フィルジルを守る為に自分の魔力を使ったのに、その事でもしフィルジルのものを代償としてしまったのではないだろうかと不安で一杯になったのだ。その訳は、『命を繋ぎ止める術』には魔力を代償にしなければいけなかったからであった。そんなミーシャの不安気な表情にフィルジルはすぐ気が付き、口を開いた。
「術の代償とした魔力の相手が気になるのか?」
「…………」
「お前を生かす為の術なのだから、俺の魔力を使う事は当然だと思った」
ミーシャはフィルジルの言葉に絶望を感じ、自分の起こしてしまった事の大きさに顔色を失う。
「わ……私……」
そんなミーシャの掌へフィルジルは欠けた石を乗せた。
「これが何かわかるか?」
「え……魔石の欠片……?」
「あの時、俺はお前の命を繋ぎ止めるなら自分の魔力なんて幾らでも差し出せると精霊王へ伝えた
自分の魔力を失う事よりもお前を失う事の方があまりにも代償が大きすぎて比べ物にすらならなかったからだ
だから、躊躇するというような気持ちなど欠片も過らなかった」
ミーシャの瞳から涙が零れ落ちる。

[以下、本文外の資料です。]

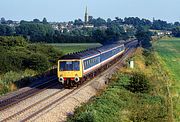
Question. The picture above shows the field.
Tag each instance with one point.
(169, 51)
(74, 47)
(136, 95)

自分が魔力を失わせたくないと思った相手の魔力を自分を助ける為に失わせるなんて本末転倒だと深く後悔した。
「……さい……」
フィルジルはそんなミーシャを優しく抱き締めると頭を優しく撫でた。
「ごめ……な……さい……」
「失っていないよ」
「え……」
フィルジルはミーシャの頬へ零れ落ちた涙を親指で拭う。
「俺は魔力を失っていない」
「え……じゃあ誰の魔力を代償に……?」
「奇跡が起きたと言っていいのだろうな」
「どういう事……?」
「あの時───………」
…………──────
半日前に遡る──
妖魔を消滅させる為に魔力を使い、倒れたミーシャを抱き締めているフィルジルは周囲の時を止めたジェドへ視線を向けた。
「精霊王、今から行おうとしている命を繋ぎ止める術の代償は俺の魔力を使ってほしい」
「いや、ミーシャはお前を助ける為に自分の魔力を使った
それなのにお前が魔力を失えばミーシャは自分を許せないだろう
俺の力を使えばいい
元はと言えば精霊である俺が膨大な魔力で無理やり妖魔を滅する事であの娘の精神を崩壊させるかもしれないから俺程の力ではないお前自身が術を使うと言ったお前の言葉に同意し、お前があの娘へ術をかける事を黙認した事が間違えだった
初めから俺が術を使えばミーシャが自分を犠牲にする必要もなかった
それに、俺自身がミーシャが術を使う前に気が付き止めるべきであったのだ
このような何度も失態をおかす者など精霊王としての立場も相応しくはない
それならばこの力をミーシャの為に使った方が俺自身への罰になるのだろう」
「精霊王……?
何を後悔している?
この状況を招いたのは俺の短絡的で意地をはった考えからだ
精霊王は責任を感じる必要はない」
「ごちゃごちゃ話している暇はないぞ
お前の気持ちはわかるが、お前の考えはミーシャを苦しめる事になるだけだ
それならば、その代償は俺が引き受けるべきなのだ
いや……もう解放してほしい……
大切な者を守れず失う事を……」
「精霊王、やはり貴方はミーシャの事を───」
『それは駄目よ』
そんなやり取りをしているフィルジルとジェドを止めるような声が響いた。
ジェドの首にかけられていた革紐にくくりつけられている魔石から光が射しその光の先に居たのはライラの姿であった。
「ライラ……」
『彼女の発した魔力に反応してこうしてジェドの前に現れる事が出来たの
そして……』
ライラはフィルジルへ視線を移す。
『懐かしい魔力の波動ね……ルディと同じ……』
「え……」
「ライラ、今はお前の言葉を聞いている暇はない」
『ジェド、貴方のその力は失ってはいけないの
貴方は精霊界には無くてはならない存在だから
同じように、フィルジル王子貴方もよ
貴方達の魔力を使ってまで命を繋ぎ止められても彼女は後悔に押し潰されるだけよ』
「なら、このままミーシャが命を失う事を見ていろとライラは言うのか!?」
『そんな事は言わないわ
貴方達二人でない魔力を代償にした方がいいと言いたいの』
そんなライラの言葉にフィルジルは訝しげな表情を浮かべる。
「俺達でない魔力なんて……私的な事に他の者を巻き込む事など、出来ない!
この国の人間にとって魔力は大切なものであるのだから……」
『ええ、その通りよ
生きている者の魔力を奪う事は憚れるわ
これからの未来がある者の魔力でない代償に出来る魔力がここにあるじゃない』
ライラのその言葉にジェドは首に下げていた魔石を握り締める。
「魔力がこの魔石から失われれば、お前の存在そのものが失くなるのだぞ?
それでも、いいのか?」
『だって、本来私はもういないはずの存在だもの……
私の魔力で人助けが出来るのなら本望だわ』
「ライラ、お前は何故自分の魔力をこの魔石に命が失くなる時、移したのだ?」
『私が傷付け負担を強いた相手への謝罪の為……
命が失くなりそのまま天上界に召されて自分の罪を償わなずに安らかに眠るなんてそんな事は許されないと思ったからよ』
「ライラっ! それは、違うっ!!」
『時間がないのでしょう?
もう、私のお話はお仕舞い
ジェド……貴方はもうこれ以上私の事で自分を責めずにこれからを過ごしていって欲しい
そして、ルディの魂を継ぐ今世の王子であるフィルジル王子、私の血筋のせいで彼女や貴方を苦しませてごめんなさい
だけれど、貴方ならば彼女が持つこの力を支える事が出来ると思っているわ
私の残した魔力で何処まで彼女の命を繋ぎ止める事が出来るかわからないけれど……貴方達には自分の想いを通じ合わせて幸せになって欲しい……』
「ライラっ!
ルディは、お前の事を心から愛していた!
お前の事を負担になんて感じていなかったんだ!
お前が自分の永遠の命を失ってでもルディと同じ時を一緒に過ごしたいと思った事に限りある命にしてしまった後悔もあったが嬉しさが勝ったとルディは俺に溢したんだ
それを俺がお前にねじ曲げて伝えてしまった……
お前を失うという喪失感から……下らない愚かな感情からお前やルディの気持ちを各々に勘違いさせてしまった
すまなかった……ライラ……俺は───」
ジェドの言葉にライラはフワリと笑みを浮かべ、術を発動させるのと『ジェド…ありがとう……』と呟いたのは同時であり術が発動した後に魔石は砕けジェドの胸元から足元へ欠片が落ちていった。
目の前で起こっているジェドとライラのやり取りに呆然としているフィルジルが抱き締めているミーシャを温かな空気と七色に輝く光が包み込む。
そんな様子にフィルジルはミーシャを見詰め息を飲んだ。